Lot Essay
The shield-back armchairs are designed in the antique fashion promoted in the 1770s by the architect James Wyatt (d. 1813) and correspond to designs by Gillows of Lancaster and London, specifically designs for a chair and window seat en suite illustrated in L. Boynton, Gillows Furniture Designs 1760-1800, Royston, 1995, fig. 272. They relate to a suite of seat furniture almost certainly supplied to John Harvey for the Breakfast Parlour at Ickwell Bury, Bedfordshire, in circa 1785.
The suite probably originally comprised twelve chairs and two window seats. Norman Adams sold six armchairs from the suite in 1959, and again in 1963 (S. Whittington & C. Claxton Stevens, 18th Century English Furniture: The Norman Adams Collection, London, 1998, pl. 10). Four armchairs (presumably from one of the sets of six) and two window-seats from the suite were with Norman Adams again in the mid-1980s, where they were acquired by Mr Heathcote of Badlingham Manor, Suffolk. Norman Adams subsequently reacquired them following the sale of Heathcote's collection in 1999 and they were later offered Christie’s, London, 8 June 2006, lot 131. Another pair identical to the Harvey armchairs was sold by Apter-Fredericks, Christie's, London, 19 January 2021, lot 47 (£32,500 including premium).
The 'RE' stamp found on all the components of this suite may suggest it was made by another cabinet-making firm, sub-contracted by Gillows, possibly Richard and Robert Edmunson or Edmonson.

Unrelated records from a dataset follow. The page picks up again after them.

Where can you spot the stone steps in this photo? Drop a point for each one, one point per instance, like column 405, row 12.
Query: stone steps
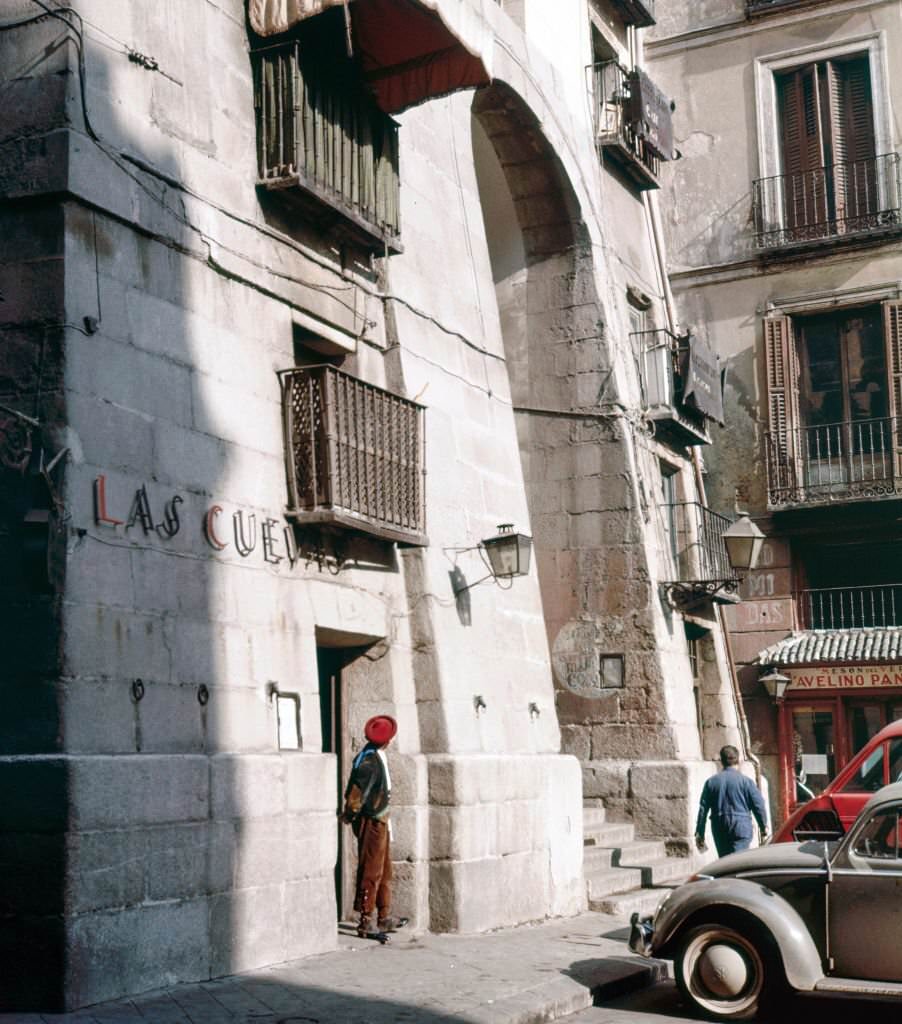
column 625, row 875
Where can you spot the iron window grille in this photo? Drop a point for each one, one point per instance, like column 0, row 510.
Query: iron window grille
column 702, row 565
column 354, row 455
column 324, row 135
column 833, row 462
column 850, row 607
column 850, row 199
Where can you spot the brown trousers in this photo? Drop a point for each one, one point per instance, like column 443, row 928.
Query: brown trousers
column 374, row 867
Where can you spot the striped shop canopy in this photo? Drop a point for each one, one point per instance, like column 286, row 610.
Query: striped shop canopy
column 410, row 50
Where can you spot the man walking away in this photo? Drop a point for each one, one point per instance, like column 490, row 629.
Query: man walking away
column 366, row 809
column 732, row 799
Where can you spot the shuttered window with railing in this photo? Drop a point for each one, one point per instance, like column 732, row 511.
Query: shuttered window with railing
column 834, row 400
column 833, row 181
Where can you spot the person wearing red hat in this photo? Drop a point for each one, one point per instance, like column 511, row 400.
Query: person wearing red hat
column 366, row 809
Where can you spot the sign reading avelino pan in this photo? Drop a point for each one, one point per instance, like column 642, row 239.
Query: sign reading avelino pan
column 845, row 677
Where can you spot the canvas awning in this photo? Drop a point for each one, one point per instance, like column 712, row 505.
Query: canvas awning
column 410, row 50
column 703, row 384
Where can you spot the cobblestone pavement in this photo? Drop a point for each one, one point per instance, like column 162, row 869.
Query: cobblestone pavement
column 516, row 976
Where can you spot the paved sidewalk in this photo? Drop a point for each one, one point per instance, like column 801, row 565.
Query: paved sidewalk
column 518, row 976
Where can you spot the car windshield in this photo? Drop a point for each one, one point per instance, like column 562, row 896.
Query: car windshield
column 869, row 776
column 879, row 837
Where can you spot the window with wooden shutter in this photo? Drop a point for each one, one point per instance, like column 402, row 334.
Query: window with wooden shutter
column 829, row 180
column 782, row 396
column 893, row 333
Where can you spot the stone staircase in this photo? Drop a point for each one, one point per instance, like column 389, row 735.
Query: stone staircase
column 624, row 873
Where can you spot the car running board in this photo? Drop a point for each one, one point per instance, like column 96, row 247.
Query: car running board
column 858, row 986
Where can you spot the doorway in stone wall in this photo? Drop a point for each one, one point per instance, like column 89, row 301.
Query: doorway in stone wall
column 343, row 672
column 333, row 714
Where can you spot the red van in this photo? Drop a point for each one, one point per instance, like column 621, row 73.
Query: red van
column 829, row 815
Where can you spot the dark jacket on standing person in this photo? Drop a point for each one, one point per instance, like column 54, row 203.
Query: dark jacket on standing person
column 367, row 794
column 732, row 799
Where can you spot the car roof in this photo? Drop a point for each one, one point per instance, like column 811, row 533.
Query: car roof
column 890, row 794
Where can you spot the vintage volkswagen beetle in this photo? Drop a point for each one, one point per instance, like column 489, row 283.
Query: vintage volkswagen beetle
column 823, row 916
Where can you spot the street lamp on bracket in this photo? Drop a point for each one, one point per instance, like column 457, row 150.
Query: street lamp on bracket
column 508, row 554
column 743, row 542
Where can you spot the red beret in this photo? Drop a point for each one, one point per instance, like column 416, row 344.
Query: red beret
column 380, row 729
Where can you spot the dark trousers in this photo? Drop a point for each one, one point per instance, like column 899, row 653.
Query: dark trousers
column 374, row 867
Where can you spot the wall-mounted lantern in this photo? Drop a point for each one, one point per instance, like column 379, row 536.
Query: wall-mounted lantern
column 743, row 541
column 506, row 555
column 775, row 683
column 508, row 552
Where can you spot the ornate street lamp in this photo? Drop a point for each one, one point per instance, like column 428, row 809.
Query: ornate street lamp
column 506, row 555
column 508, row 552
column 743, row 541
column 775, row 683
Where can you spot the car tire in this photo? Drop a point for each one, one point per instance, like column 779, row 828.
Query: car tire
column 725, row 974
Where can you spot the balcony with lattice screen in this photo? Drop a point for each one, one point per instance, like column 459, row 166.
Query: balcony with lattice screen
column 354, row 456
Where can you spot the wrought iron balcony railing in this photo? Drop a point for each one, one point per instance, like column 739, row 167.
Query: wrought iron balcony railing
column 850, row 607
column 354, row 455
column 699, row 553
column 839, row 202
column 835, row 462
column 660, row 354
column 328, row 137
column 617, row 130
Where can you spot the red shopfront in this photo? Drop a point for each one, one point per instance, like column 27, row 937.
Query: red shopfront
column 828, row 714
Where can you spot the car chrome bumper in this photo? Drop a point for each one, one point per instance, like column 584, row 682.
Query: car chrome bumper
column 641, row 934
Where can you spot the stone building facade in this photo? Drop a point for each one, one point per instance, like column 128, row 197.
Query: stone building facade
column 783, row 224
column 288, row 332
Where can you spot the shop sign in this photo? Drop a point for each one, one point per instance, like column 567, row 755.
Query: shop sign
column 272, row 540
column 845, row 677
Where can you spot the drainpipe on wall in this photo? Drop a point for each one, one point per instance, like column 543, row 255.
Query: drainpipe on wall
column 653, row 214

This Liverpool-based cabinet-making firm was started in 1781, with an upholstery branch added in 1788. Both Richard and Robert are recorded as freemen of Lancaster and are known to have worked for Gillows on a number of occasions. However, Gillows was not averse to reusing fashionable designs for a number of clients, and some chairs of this model may have been made for an as yet unidentified patron rather than Ickwell Bury.